THEME: none (although...)

[ERROR: incorrectly transcribed the grid this morning => 64A should be OTRANTO and thus 59D should be ABA (not OTRONTO and ABO, as my posted grid claims)]

Here is how this puzzle went down. Fell asleep last night before even seeing the puzzle. So got up this morning, yoga, breakfast ... and then, hit the puzzle. 1A: Faux finish ... VENEER? No. PATINA? No. PLYWOOD? Ugh, move on. 8A: Ancient fertility goddess. I know one. Her name is ASTARTE. God I love a 7-letter gimme. ASTARTE starts to pan out. 10D: "_____ bon" (très) off the first "T" in ASTARTE forces me to change NECK TIE (18A: Father's Day gift, perhaps) to TIE-something (I had TIE RACK and TIE TACK before eventually getting TIE CLIP). Then, with just the initial "A" and the third letter "T," I nail 8D: Where to work out, maybe (at the gym), which is immediately confirmed by 33A: Composes (typesets), which crosses AT THE GYM at the "Y" (OK, I had TYPES OUT at first, but whatever). I then get 14D: Cable program with team coverage? (ESPNEWS), thereby corralling the entire NE corner in a warm ASTARTE-ESPNEWS-TYPESETS-ATTHEGYM embrace.

At that point I stopped and looked up to see who the hell wrote this awesome puzzle. And I saw DQ's name and stopped in amazement. Yes, this is a Quarfoot puzzle, isn't it? He's some kind of grid-fill genius. I forgot all about timing myself and really just enjoyed the unfolding puzzle, with answer after answer making me shake my head in genuine, disbelieving admiration. It helps that the difficulty level was not Terribly high - and that I just seem to have some weird wavelength connection to the constructor. What I love most about the puzzle is the way really everyday (and long) words and phrases work their way into the grid. DOG FOOD. AT THE GYM. I HOPE SO. It keeps the puzzle from being a pretentious obscurities-and-foreign-words fest, and makes those obscurities and foreign words that do show up really Pop off the Page. Intermingling of words and phrases from entirely different universes - that perversely inclusive spirit makes Quarfoot puzzles fun, unexpected ... revelatory. I mean, come on, where else but in a Quarfoot are you going to see such an unlikely pack of roommates as you find in this puzzle's SE corner: Pretenchy McFrenchy, ETIENNE (63A: French politician _____ de Silhouette, from whom the word "silhouette" comes), gets sandwiched between MR. APRIL (60A: Certain Playgirl centerfold) and SAME SEX (65A: Like some couples), with Corey HAIM (56D: Corey of "The Lost Boys") lying across all three of them!
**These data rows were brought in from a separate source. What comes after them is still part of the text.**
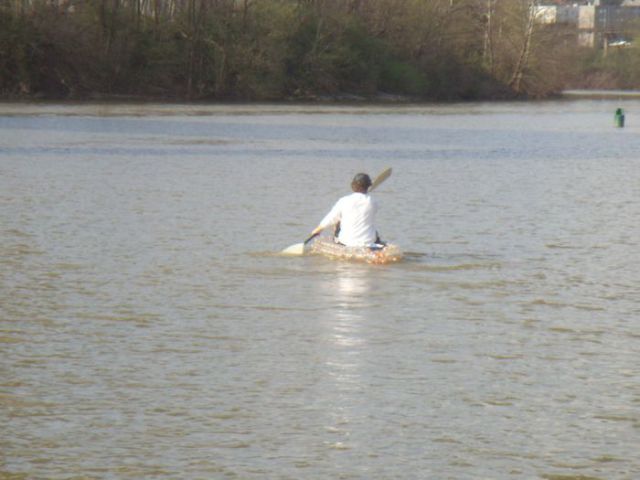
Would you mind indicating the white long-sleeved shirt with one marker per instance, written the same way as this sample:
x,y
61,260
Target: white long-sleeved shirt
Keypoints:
x,y
356,213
SAME SEX, indeed. (I'll resist the dirty joke that should come from the observation that the SE corner roommates also have PEE (61D) all over them). No one has the highbrow-to-lowbrow range that Quarfoot does. Oh, and that 1A clue I couldn't get at the very beginning - "Faux finish" - yeah, the answer ended up being SILENT X. It was the last answer I filled in. That is what is called "sticking the landing."

MASTER OF THE COLLOQUIAL FILL!

15A: A position of prominence (the fore)

Had THE F___, which caused me to exclaim, "What THE F-!?" Well, not really, but that's what I should have exclaimed. Anyway, I couldn't get it and had to wait and come at the answer backwards from other clues. Following ASTARTE, this answer marks an astonishing run of Across answers - 21, by my count - that don't step in pretension or obscurity even once. All the fun (and challenge) is in the clever cluing. This run of answers starts with a fabulous quartet. Following THE FORE, we get THREE R'S (16A: Fundamental group), DOG FOOD (17A: Pedigree, e.g.) and TIE CLIP (18A). Clues for those middle two are perfect in being both apt and highly misdirectional. "Apt!" And we don't hit recondite fill on an Across clue until we hit 49A: Tundra or rain forest (biome). Seriously, if Quarfoot could have made that answer be BIODOME ("Shore vehicle," perhaps), I would have had to build a little shrine to him in the corner of my office. So, not a god. But a demigod. Per another blogger's suggestion, here is a picture of Adonis, in honor of DQ's demigod status.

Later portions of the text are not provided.